The end of tenant farming combined with social welfare programs in the 1970s created a permanent black underclass in Robison County. My mom worked briefly in social services and saw the social rot firsthand. According to her account, the boyfriends of single moms would show up at the first of the month to spend the welfare check and two weeks later everyone in the household would be starving.

I remember going to Charleston, South Carolina with my dad to deliver furniture, playing in the yard in Fairmont, and as always, the ever-present Carolina anoles. My dad had a pair of registered redbones and he’d take me coon-hunting out in the Carolina swamps at a very young age. He would set me on a cypress stump and shoot out a coon, oftentimes with the dogs snapping at the wounded animal right under my feet. If you don’t know anything about this past-time or social scene, I can only recommend you listen to Jerry Clower until you fully grasp the nuances and subtleties of coon hunting in all its fine detail.

I had G.I.Joes as a little boy, but the toy I most remember was a Transformers Decepticon named “Battletrap”. The back of Battletrap’s box had a glorious depiction of Autobots and Decepticons fighting, and I’d stare into it just plain mesmerized by all the flying robots. At the age of three my brother Jordan was born. My parents, being Baby Boomers, had two kids and quit like most of their peers. My family was no exception to this rule and neither were most of my aunts and uncles. We had neighbors across the street that we would visit, and at some point I watched a televised version of the movie “Aliens” at their house, which no doubt imprinted an abiding interest in science fiction on my young mind. One of my aunts also got married around this time and I remember seeing Return of the Jedi in a hotel room before the ceremony.

In the pre-internet, pre-video game days this kind of art-work was jaw-dropping when you were a kid.

By the late 1980s, we moved to Maine for six months as my dad followed work. Life on Lake Sebago in the winter was one of the most unique experiences of my life. I remember the entire lake freezing over solid, people driving cars out onto the ice, and cutting triangular holes in the surface to do “ice diving”. Jordan and me built a fort out of sticks among the boulders on the peninsula we lived on, only for the elderly neighbor across the road to completely destroy it. This would be my first and highly informative encounter with a “Massachusetts Yankee”.

Looking back on the 1980s, it feels absolutely prehistoric.
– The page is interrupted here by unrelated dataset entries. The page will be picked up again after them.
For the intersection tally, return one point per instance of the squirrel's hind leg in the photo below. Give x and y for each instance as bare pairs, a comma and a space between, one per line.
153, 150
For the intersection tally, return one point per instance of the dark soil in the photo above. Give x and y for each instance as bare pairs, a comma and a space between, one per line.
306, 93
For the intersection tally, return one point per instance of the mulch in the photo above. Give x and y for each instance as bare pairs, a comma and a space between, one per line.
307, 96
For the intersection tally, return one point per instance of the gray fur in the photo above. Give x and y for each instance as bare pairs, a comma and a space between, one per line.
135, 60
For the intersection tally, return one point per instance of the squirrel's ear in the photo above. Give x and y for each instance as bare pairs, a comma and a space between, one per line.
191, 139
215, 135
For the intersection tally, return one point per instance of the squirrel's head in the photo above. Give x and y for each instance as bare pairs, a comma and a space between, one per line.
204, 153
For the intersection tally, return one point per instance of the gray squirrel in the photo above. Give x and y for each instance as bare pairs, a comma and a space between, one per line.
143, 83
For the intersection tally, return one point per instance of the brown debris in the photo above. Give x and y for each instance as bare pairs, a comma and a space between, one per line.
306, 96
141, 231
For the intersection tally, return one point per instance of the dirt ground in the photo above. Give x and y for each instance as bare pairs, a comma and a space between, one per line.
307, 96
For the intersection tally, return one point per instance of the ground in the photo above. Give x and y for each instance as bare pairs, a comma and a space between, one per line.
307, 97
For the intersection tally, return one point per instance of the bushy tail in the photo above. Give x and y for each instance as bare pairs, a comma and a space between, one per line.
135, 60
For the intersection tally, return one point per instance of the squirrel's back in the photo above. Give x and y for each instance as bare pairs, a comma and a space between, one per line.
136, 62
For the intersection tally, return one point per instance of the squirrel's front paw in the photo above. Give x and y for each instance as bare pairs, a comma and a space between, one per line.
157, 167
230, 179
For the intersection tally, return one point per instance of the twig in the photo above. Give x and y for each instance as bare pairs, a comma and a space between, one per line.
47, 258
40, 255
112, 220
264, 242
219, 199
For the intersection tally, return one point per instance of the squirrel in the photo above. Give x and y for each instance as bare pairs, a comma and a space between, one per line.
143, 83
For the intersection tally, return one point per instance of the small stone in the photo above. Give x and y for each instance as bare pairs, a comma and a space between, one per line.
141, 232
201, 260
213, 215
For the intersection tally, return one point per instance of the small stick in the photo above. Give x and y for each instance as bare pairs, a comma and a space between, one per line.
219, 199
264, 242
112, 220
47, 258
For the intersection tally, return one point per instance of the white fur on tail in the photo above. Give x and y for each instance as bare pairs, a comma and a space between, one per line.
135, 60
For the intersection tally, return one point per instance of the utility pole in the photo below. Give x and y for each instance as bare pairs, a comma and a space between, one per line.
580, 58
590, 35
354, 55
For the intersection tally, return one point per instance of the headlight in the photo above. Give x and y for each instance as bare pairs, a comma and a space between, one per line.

I had my first encounters with towering cultural edifices that would continue to influence American society for decades to come, but I was too young to really appreciate them at the time. I was essentially born just past the peak of America, in an era when the country could still coast on inertia despite so many industries and ways of life rapidly collapsing. As a little boy in a small town, life was objectively good then. There was no crime, neighbors were friendly, and the consumer culture promised so many toys and cartoons to us. We were clearly past the peak in a lot of ways as a nation, but things were still good enough to keep the delusion going. Reflecting on this now, it’s clear just how strong consumer products and mass media are as touchstones for our memories in the United States. The details of my early life are fuzzy, blurred images, but the toys I had stand out in sharp relief, and so do some scenes from the first movies I ever watched.

That’s the thing with the artifacts of capitalism, they exist as immortal talismans always burning with nostalgic power.

Things are very different now in North Carolina. Grandma Billie had moved back into her old house in Fairmont for a time, but a combination of her advancing years and rising crime (she had to chain down her porch furniture to prevent it from being stolen) finally drove her towards a quiet suburb of Charlotte. Robeson County today is rife with crime, drug-trafficking, and poverty. Fairmont itself is now 63 % black, with 40 % of the population living below the poverty line. The town is sliding towards oblivion just like so many thousands of other little hamlets in America.

Back in my childhood, the year 1989 would come and my family would move to Check, Virginia just in time for the most influential decade of my life.